Transkit: automatic transcription based on neural networks
Transkit is a neural network based speech to text tool capable of transcribing audio and video content in Spanish, Basque or bilingual Spanish/Basque.
For some years now, all trials, hearings, and meetings of the Basque judicial system have been recorded. These videos are made available to the different members of the judiciary so that they can review the sessions and complete their notes afterwards. However, this review can be a tedious and not very rewarding task when a large number of videos have to be reviewed.
Implementing this solution is not straightforward. The AI models need to be trained on a sufficiently large corpus of video and audio from court proceedings.

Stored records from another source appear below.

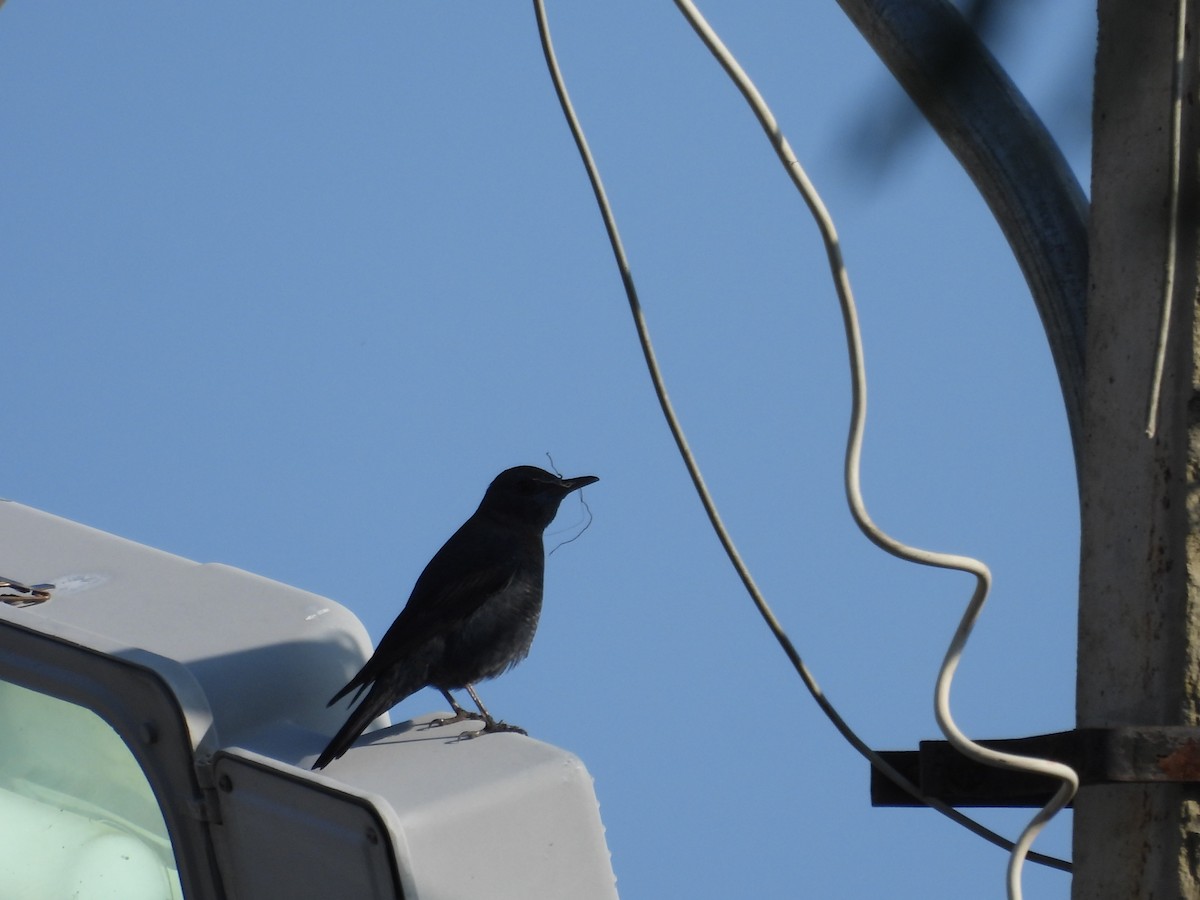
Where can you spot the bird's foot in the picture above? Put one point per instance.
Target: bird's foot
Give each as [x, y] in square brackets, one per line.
[459, 717]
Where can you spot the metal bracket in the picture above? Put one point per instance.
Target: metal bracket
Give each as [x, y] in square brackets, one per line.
[16, 594]
[1101, 756]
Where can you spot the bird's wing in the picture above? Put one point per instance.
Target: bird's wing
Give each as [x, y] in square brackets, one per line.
[459, 580]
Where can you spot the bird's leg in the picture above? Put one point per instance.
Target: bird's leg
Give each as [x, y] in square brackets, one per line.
[460, 714]
[490, 724]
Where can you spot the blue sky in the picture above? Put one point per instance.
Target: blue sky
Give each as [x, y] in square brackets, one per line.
[285, 286]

This means that a significant amount of work needs to be done in terms of obtaining the necessary data and annotating it.
The current model is the result of manual annotation of 600 hours of generic recordings, 160 hours of domain content and over 500 documents with domain lexicon.
For the time being, and assuming that the AI-based solution does indeed make mistakes, this automatic process is called textualization in administration of justice, not transcription, and is used as a tool to help those professionals involved in transcribing or those who wish to rely on textualization to complete their notes in their daily work.
To objectively measure the quality of the model and its evolution, a measure called WER (Word Error Rate) is used, which is widely used to evaluate speech recognition systems. This calculation is based on obtaining the result of automatically transcribing a dataset, that has not been included in the training phase, and comparing this result with the manual transcription to find out what the deviation is.
The lower the WER value, the more accurate the results provided by the model.
All of this development and improvement has been carried out in collaboration with a company specializing in AI called Vicomtech, as the Basque Government's IT department does not have the necessary skills to create models of this type.
A total of 12 people worked on the project: 1 project manager, 2 developer, 1 AI specialists, 1 DevOps specialist and 7 people to generate data from videos.
Results and Impact assessment
The speech to text service, which is already in production and integrated with the procedural manager of the Basque administration of justice, transcribes all the videos recorded in 12 different units in Vizcaya, Gipuzkoa and Alava. Around 11,000 minutes of video were processed in 2,000 minutes last October.
Dependencies and constraints
The implementation of Transkit presented several technological challenges that needed to be addressed.
In terms of infrastructure challenges, Red Hat Openshift is used as the Kubernetes platform to provide the solution with scalability and self-healing and, to run the artificial intelligence models created, graphics cards (GPUs) were installed in the Basque Government's CPD and supplied to the cluster of Kubernetes. The transfer of files between the different tenants is done via Scality S3. Server for Object Storage where each organ has its own private space.
In addition, it was necessary to integrate NVIDIA software (CUDA drivers) and VMWare virtual machines with support for vGPU. Transkit’s ASR and Diarization modules are based in Kaldi project
The quality and volume of the audio, the fluency, accuracy, speech and pronunciation of the speaker, and even the use of the mask at the time of COVID, all affect the quality of the transcript.
So, we cannot generalize when deciding whether this model of AI is good or bad, it depends very much on factors that sometimes cannot be controlled.